Industrial Action


Well-known member
Sharon Graham sounds brilliant.

Since taking over eight months ago, Graham has led 52,000 members into more than 300 disputes. Of those that have been resolved, Unite has won three out of four. In the past few months alone, workers at Gatwick have scored a 21% pay rise, those at Devonport dockyard in Plymouth have won 13%, and employees at the BMW Mini plant in Oxford have accepted a 21% rise over the next three years. She has pioneered a strategy called leverage. When battling multinationals, she will call in forensic accountants (Unite has just hired its own) and other analysts to go through every detail of the company, its owners and shareholders and their various advisers.

Documents are produced over many weeks that stretch to many hundreds of pages. Then a “dirt dossier” is put together, and Graham and her team start pushing on contractors, clients and foreign governments considering giving business to her corporate opponents.

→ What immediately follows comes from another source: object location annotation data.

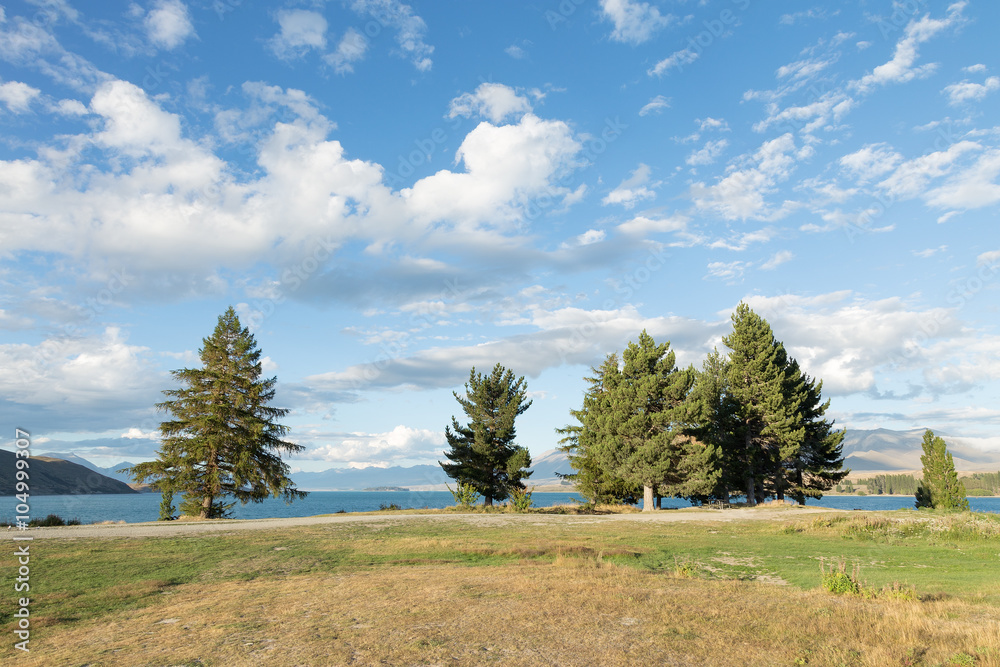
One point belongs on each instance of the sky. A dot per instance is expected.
(391, 193)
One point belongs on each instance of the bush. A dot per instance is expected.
(50, 520)
(464, 494)
(520, 500)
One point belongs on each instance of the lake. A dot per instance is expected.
(146, 506)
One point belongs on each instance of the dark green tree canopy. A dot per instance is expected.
(223, 440)
(939, 488)
(483, 452)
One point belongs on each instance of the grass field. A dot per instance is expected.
(569, 590)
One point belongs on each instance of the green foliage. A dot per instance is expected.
(982, 484)
(939, 488)
(781, 443)
(520, 500)
(223, 441)
(891, 484)
(167, 510)
(464, 494)
(591, 479)
(643, 422)
(483, 453)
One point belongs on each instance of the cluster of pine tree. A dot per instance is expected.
(749, 423)
(901, 484)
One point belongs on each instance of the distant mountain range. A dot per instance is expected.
(49, 476)
(866, 451)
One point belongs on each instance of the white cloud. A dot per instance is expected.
(656, 104)
(707, 153)
(902, 67)
(76, 374)
(17, 96)
(359, 449)
(911, 178)
(168, 24)
(777, 259)
(966, 91)
(301, 30)
(632, 190)
(506, 167)
(741, 194)
(494, 101)
(634, 22)
(351, 48)
(677, 60)
(410, 28)
(974, 187)
(871, 162)
(643, 226)
(516, 52)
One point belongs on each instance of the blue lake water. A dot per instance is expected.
(133, 508)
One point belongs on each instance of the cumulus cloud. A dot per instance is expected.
(740, 195)
(634, 22)
(493, 101)
(632, 190)
(967, 91)
(708, 153)
(655, 105)
(351, 48)
(359, 448)
(301, 31)
(168, 24)
(18, 96)
(675, 61)
(903, 67)
(411, 30)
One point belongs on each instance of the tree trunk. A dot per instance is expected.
(751, 496)
(206, 506)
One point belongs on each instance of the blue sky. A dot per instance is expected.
(392, 193)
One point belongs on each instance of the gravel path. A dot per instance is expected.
(175, 528)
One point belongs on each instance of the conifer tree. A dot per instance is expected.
(223, 441)
(591, 480)
(645, 424)
(483, 452)
(818, 464)
(939, 488)
(718, 424)
(759, 382)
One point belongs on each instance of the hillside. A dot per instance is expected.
(51, 477)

It has proved to be a devastatingly successful strategy. She has warned City analysts that Unite’s response to British Airways’ fire and rehire policy will damage its business, and has lobbied the Norwegian government against awarding a contract to a bus company. And time and again, she has won.

Many academics and commentators look on modern financialised businesses and produce a literature of despair. I have made my own contributions to that particular bookshelf. But Graham is the first person I have met who has looked at how the modern corporation is globalised, outsourced and often dependent on states, and turned those very factors against it.


Well-known member
... one core principle of Graham’s politics: she isn’t fussed about Labour. Despite the rumours, Unite will remain affiliated to the party, but outside election time Graham wants the majority of its £20m political fund to be spent on community organising. The hole this could blow in Starmer’s campaigning budgets is potentially huge: one Labour veteran estimates it adds somewhere in the region of £6-10m over an election cycle.

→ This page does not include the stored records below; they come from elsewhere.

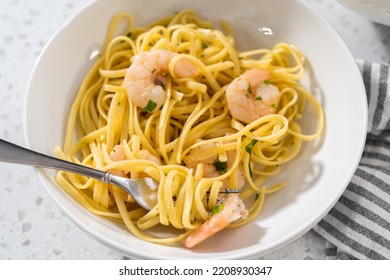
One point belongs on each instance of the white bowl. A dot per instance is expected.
(316, 179)
(375, 10)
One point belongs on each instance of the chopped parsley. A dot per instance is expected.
(249, 89)
(216, 209)
(249, 147)
(149, 107)
(250, 169)
(220, 166)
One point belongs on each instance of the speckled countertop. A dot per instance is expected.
(31, 225)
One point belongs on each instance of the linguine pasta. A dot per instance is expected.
(192, 125)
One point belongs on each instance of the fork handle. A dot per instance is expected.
(12, 153)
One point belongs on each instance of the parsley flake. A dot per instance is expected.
(216, 209)
(249, 147)
(249, 89)
(220, 166)
(149, 107)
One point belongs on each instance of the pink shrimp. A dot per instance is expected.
(231, 209)
(145, 77)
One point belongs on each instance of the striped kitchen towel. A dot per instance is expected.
(359, 224)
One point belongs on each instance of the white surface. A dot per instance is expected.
(376, 10)
(31, 225)
(329, 163)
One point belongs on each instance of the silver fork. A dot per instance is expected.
(143, 190)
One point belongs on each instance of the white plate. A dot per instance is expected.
(317, 178)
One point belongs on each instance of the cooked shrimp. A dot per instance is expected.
(231, 209)
(118, 154)
(145, 77)
(213, 167)
(251, 96)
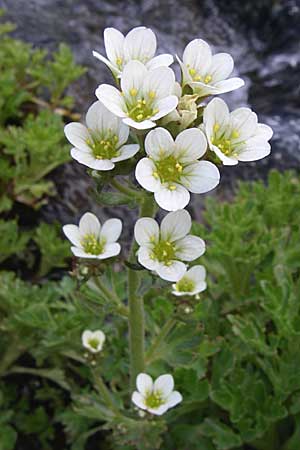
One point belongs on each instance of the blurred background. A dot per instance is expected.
(261, 35)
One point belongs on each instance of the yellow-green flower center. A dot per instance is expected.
(168, 170)
(104, 147)
(140, 109)
(154, 399)
(164, 251)
(94, 343)
(185, 285)
(92, 245)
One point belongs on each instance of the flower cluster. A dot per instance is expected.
(190, 135)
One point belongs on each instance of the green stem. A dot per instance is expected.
(111, 295)
(151, 354)
(136, 307)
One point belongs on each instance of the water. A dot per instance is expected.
(262, 36)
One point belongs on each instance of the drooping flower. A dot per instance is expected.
(172, 169)
(91, 240)
(100, 144)
(139, 44)
(155, 397)
(207, 74)
(146, 95)
(163, 249)
(235, 136)
(192, 283)
(93, 340)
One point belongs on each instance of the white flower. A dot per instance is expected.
(235, 136)
(100, 144)
(93, 340)
(90, 240)
(207, 74)
(162, 249)
(146, 95)
(172, 169)
(139, 44)
(192, 283)
(157, 397)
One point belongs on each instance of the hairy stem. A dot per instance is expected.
(136, 307)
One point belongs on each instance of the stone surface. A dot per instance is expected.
(261, 35)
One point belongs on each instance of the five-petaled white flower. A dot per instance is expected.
(147, 95)
(192, 283)
(172, 169)
(139, 44)
(207, 74)
(100, 144)
(162, 249)
(235, 136)
(157, 397)
(93, 340)
(90, 240)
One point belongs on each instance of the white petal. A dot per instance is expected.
(80, 253)
(78, 135)
(221, 67)
(198, 55)
(111, 230)
(175, 225)
(140, 44)
(100, 119)
(173, 272)
(264, 131)
(160, 60)
(190, 248)
(229, 85)
(89, 224)
(144, 175)
(160, 81)
(112, 99)
(191, 144)
(126, 152)
(216, 112)
(110, 251)
(144, 383)
(200, 177)
(164, 385)
(159, 143)
(244, 120)
(174, 398)
(146, 231)
(138, 400)
(72, 233)
(133, 77)
(144, 258)
(165, 106)
(114, 42)
(90, 161)
(144, 125)
(110, 65)
(172, 200)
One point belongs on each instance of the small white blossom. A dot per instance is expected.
(192, 283)
(163, 249)
(207, 74)
(235, 136)
(100, 144)
(146, 95)
(155, 397)
(139, 44)
(91, 240)
(93, 340)
(172, 169)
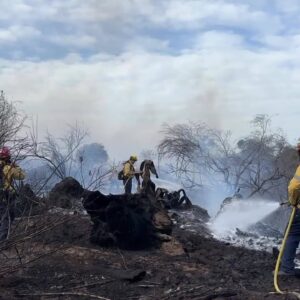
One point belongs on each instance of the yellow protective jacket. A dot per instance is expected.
(11, 173)
(128, 169)
(294, 188)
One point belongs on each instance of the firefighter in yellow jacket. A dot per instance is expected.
(287, 266)
(128, 173)
(8, 173)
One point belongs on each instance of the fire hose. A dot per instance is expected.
(287, 231)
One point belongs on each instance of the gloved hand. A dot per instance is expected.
(294, 196)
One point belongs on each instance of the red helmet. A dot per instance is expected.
(4, 152)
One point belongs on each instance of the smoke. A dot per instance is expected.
(240, 214)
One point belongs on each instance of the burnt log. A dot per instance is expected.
(125, 221)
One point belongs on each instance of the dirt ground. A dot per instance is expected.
(193, 266)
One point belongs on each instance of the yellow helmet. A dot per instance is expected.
(133, 158)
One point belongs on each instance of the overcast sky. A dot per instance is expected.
(123, 67)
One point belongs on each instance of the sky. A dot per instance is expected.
(124, 67)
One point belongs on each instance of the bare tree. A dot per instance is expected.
(201, 156)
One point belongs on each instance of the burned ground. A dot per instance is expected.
(190, 266)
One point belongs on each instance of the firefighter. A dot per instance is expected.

In his recent memoir, McCluskey devoted hundreds of pages to Ed and Jeremy and Keir, with one solitary chapter on the outlook for trade unionism. Graham, on the other hand describes her members as “disappointed” with Starmer, and has privately told the Labour leader that he acts as if he is “embarrassed of the trade union movement”.

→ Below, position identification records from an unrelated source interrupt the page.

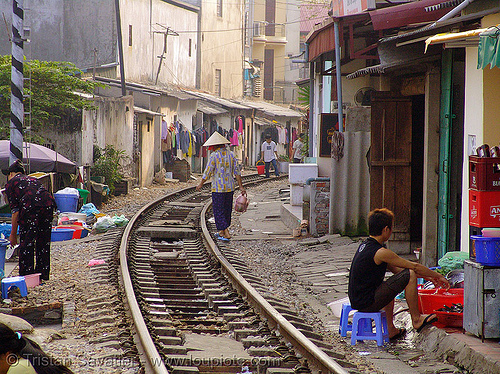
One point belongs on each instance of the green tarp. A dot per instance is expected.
(489, 49)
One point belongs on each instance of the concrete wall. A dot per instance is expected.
(112, 124)
(473, 126)
(149, 19)
(66, 30)
(222, 49)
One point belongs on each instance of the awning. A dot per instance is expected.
(455, 39)
(208, 108)
(264, 122)
(488, 50)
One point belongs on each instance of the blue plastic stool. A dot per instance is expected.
(344, 320)
(19, 282)
(362, 330)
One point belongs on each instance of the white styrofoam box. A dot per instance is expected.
(300, 173)
(296, 194)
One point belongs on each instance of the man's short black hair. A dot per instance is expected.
(16, 167)
(378, 219)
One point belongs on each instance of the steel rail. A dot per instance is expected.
(320, 359)
(154, 360)
(153, 357)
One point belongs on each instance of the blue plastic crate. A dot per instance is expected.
(487, 250)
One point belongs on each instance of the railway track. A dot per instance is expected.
(196, 306)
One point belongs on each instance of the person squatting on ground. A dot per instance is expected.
(32, 208)
(269, 155)
(298, 146)
(368, 292)
(223, 167)
(20, 355)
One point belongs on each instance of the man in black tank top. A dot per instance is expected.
(368, 292)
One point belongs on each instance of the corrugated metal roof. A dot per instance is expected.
(271, 109)
(383, 68)
(208, 108)
(217, 100)
(147, 90)
(407, 14)
(147, 111)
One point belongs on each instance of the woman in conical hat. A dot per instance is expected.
(223, 168)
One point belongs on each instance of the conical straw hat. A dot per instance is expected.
(216, 139)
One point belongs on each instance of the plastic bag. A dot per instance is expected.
(89, 209)
(103, 224)
(69, 191)
(453, 260)
(241, 204)
(120, 220)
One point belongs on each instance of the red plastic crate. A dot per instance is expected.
(484, 208)
(449, 319)
(483, 173)
(431, 300)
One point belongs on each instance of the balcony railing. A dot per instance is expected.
(265, 30)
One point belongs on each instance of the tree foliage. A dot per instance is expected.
(107, 164)
(52, 93)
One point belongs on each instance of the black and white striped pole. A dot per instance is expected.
(16, 85)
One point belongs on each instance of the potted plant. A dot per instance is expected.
(283, 162)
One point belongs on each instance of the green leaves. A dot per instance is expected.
(51, 94)
(107, 164)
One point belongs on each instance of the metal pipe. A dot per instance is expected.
(311, 108)
(339, 76)
(120, 46)
(453, 12)
(340, 115)
(317, 179)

Starmer doesn't work for the labour party he works for the Establishment. he's Pure Evil.


Well-known member
loling at the morose pontifications on the teachers' strike 14 yrs ago versus proper union militancy. spare us the weltschmerz and get down in the trenches


what a star (y) (y) (y)
he also took down kay burley and richard pilchard alan partridge on my twitter feed, right good stuff

on twitter they are saying look how the politicians should behave if
a. they would stop fretting about their public image/media relationship
b. they knew what they were talking about even slightly
c, they had courage in their convictions or any convictions at all apart from for lawbreaking

so let's not hold our breath


Well-known member
He can be a bit crass but I love him (I have to say that or I'll get it in the neck from Sandra.)


Well-known member
She thinks the world of him. She's always trying to get him to call me dad, but I say, give him time Sandra, give him time.